携帯ゲームにパソコンにカルタにトランプに……よくまぁこんなに持ってきたな…と思ってしまう。
しかし、そのおかげで僕は暇を潰せるのだ。
「このパソコンって会長のですか?」
「ん~?それは校長先生のお古を貰ったの」
「なるほど」
だから、古臭い壁紙なんだな…盆栽の壁紙って初めてみたよ…。
しかし、パソコンの中身は会長仕様になっている。
ゲームばかり入っているのだ。それもネットが繋がってるからオンラインゲームもできる。

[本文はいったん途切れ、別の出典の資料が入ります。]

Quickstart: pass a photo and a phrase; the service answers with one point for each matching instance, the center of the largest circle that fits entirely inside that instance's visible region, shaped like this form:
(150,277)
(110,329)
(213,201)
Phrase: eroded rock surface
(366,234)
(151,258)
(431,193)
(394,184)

今、僕がしているのもオンラインゲームで会長のアカウントを使っている。
正直、会長のキャラは強すぎる上に普通の人ではまず持つことが無いぐらいのお金を持っていたりする。
あと、これをやり始めた時はやたら声を掛けられて困ったっけ…。
「戻ってきたんですか!!」とか「よかったぁ、絶対アヤさんは戻ってくれると思ってました!」「これでBOSS狩りが楽になります~」などなど。それはもう彼女の廃人度が分かるぐらいだ。

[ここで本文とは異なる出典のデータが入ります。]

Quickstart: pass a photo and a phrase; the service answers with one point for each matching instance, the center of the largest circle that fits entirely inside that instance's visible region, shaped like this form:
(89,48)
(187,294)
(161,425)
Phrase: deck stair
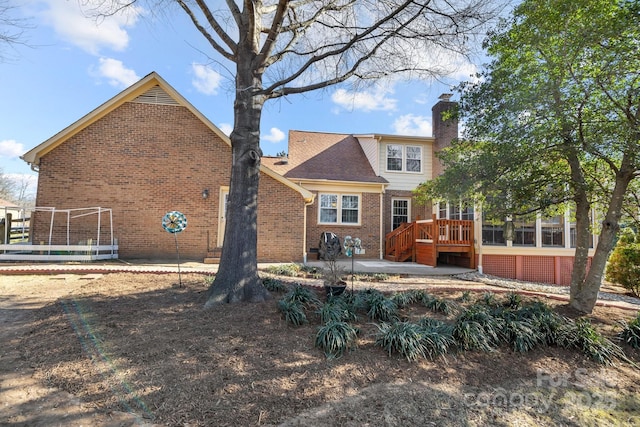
(426,241)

「それにしても暇だなぁ…そうだ、新しいイベント考えようよ~」
「狩り中です。邪魔しないでください」
「そんなこと言わないでさぁ…仕事しようよ~ワンちゃん~」
「はぁぁ…もう少しでLvがあがるので邪魔しないでくれますか?」
あと200匹ぐらい狩ればLvが上がるんだから…って、これじゃいつもと逆の状態だな。
クスッと笑いながらゲームを止める。
いつもゲームゲームと言っている会長が珍しく仕事をしようとしてるんだからここは僕も手伝ってあげよう。
「次は何がしたいんですか?」
「そうだね~…ワンちゃんから見て1年生は皆、仲が良い?」
「まぁ良い方じゃないでしょうか。皆楽しくしてますよ」
「そっか。それじゃ勉強の方はどうかな?」
「勉強ですか?…ん~、どうしてそんなことを?」
「そろそろ1年生対象の抜き打ちテストがあるからそれに向けて大丈夫かなぁって」
おいおい…それを1年生の僕に言っていいのか?
ちょっと勉強しようかなぁって思ってしまったじゃないか。
「あ、ちなみにこの抜き打ちテストは学校が主体じゃなくて生徒会の恒例イベントなんだよ。去年、私もやったんだぁ」
「え?つまりテストの内容は生徒会が作るんですか?」
「そだよ~」
「それじゃ去年は会長が自分で作って自分で?」
「さすがにそれは無いよ~。私もまだ会長じゃなかったもん。私が会長になったのはこの抜き打ちテストがキッカケなんだよ。去年の抜き打ちテストの内容がすっごく難しくて1年生の反感を買ったんだよ」
「それで一年生の勢いに負けて支持率低下ですか…悲惨ですね…。でもそれと会長の就任って関係あるんですか?」
「んっと、私それで満点取ったの。そしたら何人かに生徒会長選やるから出てみなよって言われて」
…あんたのせいか、支持率低下は………。
たぶんその難しいと言われたテストは本当に難しかったんだろう。そのテストで満点を出した会長は一躍有名に。そして、この美貌だ。
周りがこんな可愛く綺麗な会長ならもっと良いんじゃね?みたいな考えも持つのも不思議じゃない。
「それで、私が出てみたら満場一致だったんだぁ」
そりゃあんたを生徒会長にするために前生徒会長は解任されたんだから当然だろう…と言いたいけど本人はそんな裏の事情は知らなくていい。
僕は「凄いですね」と返事する。
すると、僕の返事が気に入らなかったらしい。
「ワンちゃん!貴方は生徒会副会長です!なので次の抜き打ちテストで上位に入ってもらいます。もし1位になれなかったら…うふっ」
こ、怖ぇぇ……。
なんだその微笑みは…いつもみたいに子供のような笑顔の方が数倍嬉しい。